After seven decades as an atheist, British novelist Fay Weldon recently converted. She, too, was inspired by her new faith to write a self-help tome, What Makes Women Happy, which describes a near-death experience (the gates of Paradise were "very vulgar, very middle class") and ponders the female soul in a chapter titled "Releasing Something Here Inside." To be sure, the Jackson and Weldon books have inspired many readers. But the most enduring conversion stories in modern times don't offer tales of perky piety triumphing over personal malaise. They are far more ambiguous and attentive to the challenges of living a spiritual life in a secular world.
C.S. Lewis, one of the most well-known Christian apologists of the 20th century, called himself a "reluctant convert," and in his autobiography, Surprised by Joy, he described the process as akin to being caught or overtaken by an irresistible force. "Before God closed in on me," he wrote in a typical passage, "I was in fact offered what now appears a moment of wholly free choice." Even as he yields to conversion, which he likens to a snowman slowly melting, he admits that he "rather disliked the feeling."
Yet Mr. Lewis's unusual conversion narrative has inspired thousands of believers. In the 1970s, just before he began serving a prison sentence for his Watergate crimes, former Nixon aide Charles Colson read Mr. Lewis's Mere Christianity, and he says that it persuaded him to come to Christ. More recently, scientist Francis Collins, director of the National Human Genome Research Institute, has discussed how, when he was a young doctor and an atheist, Mr. Lewis's writings led to his own embrace of faith.
Perhaps now more than ever, converts must combat a pervasive cultural cynicism that views conversions--particularly those made during moments of crisis--with suspicion. It was only his decades-long devotion to his Prison Fellowship ministry that eventually silenced those who doubted Mr. Colson's sincerity. Mr. Flew's claims have prompted many to wonder if his rejection of atheism and embrace of a deity is driven less by genuine faith than by the normal fears of old age. This is where therapeutic Christianity, however popular, has failed to extend the legacy of converts like Mr. Lewis. The secular public can be forgiven for failing to find in a woman's marital problems, for example, a life-changing reckoning with belief.
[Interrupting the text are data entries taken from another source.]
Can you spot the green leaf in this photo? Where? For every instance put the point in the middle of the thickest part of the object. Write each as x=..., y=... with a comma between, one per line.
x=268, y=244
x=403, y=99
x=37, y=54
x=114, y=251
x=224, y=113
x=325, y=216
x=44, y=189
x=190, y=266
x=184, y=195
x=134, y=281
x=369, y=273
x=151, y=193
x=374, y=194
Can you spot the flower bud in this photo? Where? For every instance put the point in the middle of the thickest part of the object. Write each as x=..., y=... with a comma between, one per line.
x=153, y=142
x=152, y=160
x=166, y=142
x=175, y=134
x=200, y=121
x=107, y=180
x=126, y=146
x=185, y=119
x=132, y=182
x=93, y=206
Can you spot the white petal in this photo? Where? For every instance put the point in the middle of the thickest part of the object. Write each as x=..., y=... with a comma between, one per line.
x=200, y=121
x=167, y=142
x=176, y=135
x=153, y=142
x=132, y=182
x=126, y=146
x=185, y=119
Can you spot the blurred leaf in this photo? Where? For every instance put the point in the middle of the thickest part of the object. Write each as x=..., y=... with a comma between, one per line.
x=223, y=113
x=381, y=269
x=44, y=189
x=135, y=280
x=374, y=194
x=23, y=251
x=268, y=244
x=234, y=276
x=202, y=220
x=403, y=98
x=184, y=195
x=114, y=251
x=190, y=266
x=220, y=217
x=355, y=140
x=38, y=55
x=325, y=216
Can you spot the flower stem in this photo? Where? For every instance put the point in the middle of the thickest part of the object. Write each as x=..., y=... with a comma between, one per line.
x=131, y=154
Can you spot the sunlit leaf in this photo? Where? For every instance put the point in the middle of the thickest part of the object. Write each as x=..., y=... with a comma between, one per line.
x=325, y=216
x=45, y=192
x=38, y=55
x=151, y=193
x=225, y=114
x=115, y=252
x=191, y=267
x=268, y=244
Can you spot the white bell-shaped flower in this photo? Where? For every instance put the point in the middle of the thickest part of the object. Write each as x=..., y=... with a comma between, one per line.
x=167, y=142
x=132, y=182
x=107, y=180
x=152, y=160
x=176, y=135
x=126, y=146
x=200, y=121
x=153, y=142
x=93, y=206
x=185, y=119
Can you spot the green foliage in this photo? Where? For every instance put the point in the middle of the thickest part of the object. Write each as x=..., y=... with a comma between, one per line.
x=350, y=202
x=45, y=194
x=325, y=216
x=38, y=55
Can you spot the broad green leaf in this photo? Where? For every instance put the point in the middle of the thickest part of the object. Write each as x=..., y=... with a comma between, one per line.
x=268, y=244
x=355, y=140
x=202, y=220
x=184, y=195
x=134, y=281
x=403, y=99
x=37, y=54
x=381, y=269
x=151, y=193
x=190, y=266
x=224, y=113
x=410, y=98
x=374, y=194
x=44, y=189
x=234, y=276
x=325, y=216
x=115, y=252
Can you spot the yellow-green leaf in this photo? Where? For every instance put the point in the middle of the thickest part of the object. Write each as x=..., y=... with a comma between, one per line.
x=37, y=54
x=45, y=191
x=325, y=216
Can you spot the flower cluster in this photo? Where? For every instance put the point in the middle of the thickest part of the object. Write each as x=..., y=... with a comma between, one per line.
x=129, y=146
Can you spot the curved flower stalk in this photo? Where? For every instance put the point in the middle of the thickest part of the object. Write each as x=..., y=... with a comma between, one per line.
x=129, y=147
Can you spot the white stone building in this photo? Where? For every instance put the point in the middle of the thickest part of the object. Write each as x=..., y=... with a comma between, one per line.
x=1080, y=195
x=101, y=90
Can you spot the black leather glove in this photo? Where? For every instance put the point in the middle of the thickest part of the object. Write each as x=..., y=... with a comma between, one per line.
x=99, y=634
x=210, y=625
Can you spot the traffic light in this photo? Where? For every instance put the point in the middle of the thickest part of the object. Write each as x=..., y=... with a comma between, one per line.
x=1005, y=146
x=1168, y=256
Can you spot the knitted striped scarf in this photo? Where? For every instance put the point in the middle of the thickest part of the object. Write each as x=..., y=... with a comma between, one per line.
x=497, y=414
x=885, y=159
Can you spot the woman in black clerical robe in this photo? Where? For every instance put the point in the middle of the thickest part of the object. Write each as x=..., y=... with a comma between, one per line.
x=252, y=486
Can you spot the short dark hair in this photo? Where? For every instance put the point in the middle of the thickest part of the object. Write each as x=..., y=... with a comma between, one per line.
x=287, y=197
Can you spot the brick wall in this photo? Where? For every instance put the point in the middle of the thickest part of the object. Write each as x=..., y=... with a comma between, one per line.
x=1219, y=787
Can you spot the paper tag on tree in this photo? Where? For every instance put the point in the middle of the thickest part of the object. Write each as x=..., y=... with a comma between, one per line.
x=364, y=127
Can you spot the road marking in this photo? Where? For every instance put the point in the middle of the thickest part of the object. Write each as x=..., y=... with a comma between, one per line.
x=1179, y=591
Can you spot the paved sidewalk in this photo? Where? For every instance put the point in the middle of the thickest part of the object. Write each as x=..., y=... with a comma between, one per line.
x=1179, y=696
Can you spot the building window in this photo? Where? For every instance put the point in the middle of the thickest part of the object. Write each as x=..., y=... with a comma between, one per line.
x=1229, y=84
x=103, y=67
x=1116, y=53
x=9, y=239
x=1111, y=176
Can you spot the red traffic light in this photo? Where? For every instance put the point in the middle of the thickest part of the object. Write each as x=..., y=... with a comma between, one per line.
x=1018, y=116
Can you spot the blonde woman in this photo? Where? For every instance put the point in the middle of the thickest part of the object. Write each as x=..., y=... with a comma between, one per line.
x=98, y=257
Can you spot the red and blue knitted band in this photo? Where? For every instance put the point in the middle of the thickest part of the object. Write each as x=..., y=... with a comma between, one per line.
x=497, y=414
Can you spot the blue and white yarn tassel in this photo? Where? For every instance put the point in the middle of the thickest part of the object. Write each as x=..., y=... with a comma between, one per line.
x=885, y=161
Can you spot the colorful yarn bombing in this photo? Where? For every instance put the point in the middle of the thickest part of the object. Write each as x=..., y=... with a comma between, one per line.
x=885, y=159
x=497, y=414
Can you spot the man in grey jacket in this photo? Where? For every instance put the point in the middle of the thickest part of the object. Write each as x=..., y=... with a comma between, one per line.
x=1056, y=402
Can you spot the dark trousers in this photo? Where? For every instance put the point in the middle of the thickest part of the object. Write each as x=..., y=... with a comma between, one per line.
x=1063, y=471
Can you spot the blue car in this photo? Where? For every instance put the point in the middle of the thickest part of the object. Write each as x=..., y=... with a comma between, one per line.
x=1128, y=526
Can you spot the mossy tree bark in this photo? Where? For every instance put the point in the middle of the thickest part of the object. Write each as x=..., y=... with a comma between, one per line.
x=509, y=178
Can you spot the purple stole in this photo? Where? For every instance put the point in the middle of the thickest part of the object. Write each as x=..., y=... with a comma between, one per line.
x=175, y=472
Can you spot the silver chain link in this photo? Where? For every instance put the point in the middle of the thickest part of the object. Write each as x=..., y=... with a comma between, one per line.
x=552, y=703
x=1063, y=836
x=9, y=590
The most persuasive conversion narratives recount not merely emotional surrenders to faith but also intellectual grapplings with it. Although devout atheists would vehemently disagree, the conversions of men like Mr. Lewis, Dr. Collins and even, perhaps, Mr. Flew reveal that intelligent people--trained in rigorous fields such as philosophy and the hard sciences--can embrace faith and tell persuasive stories without extremes of emotional flagellation. The Road to Damascus is paved with theology not therapy.
-- Ms. Rosen is a fellow at the Ethics & Public Policy Center in Washington.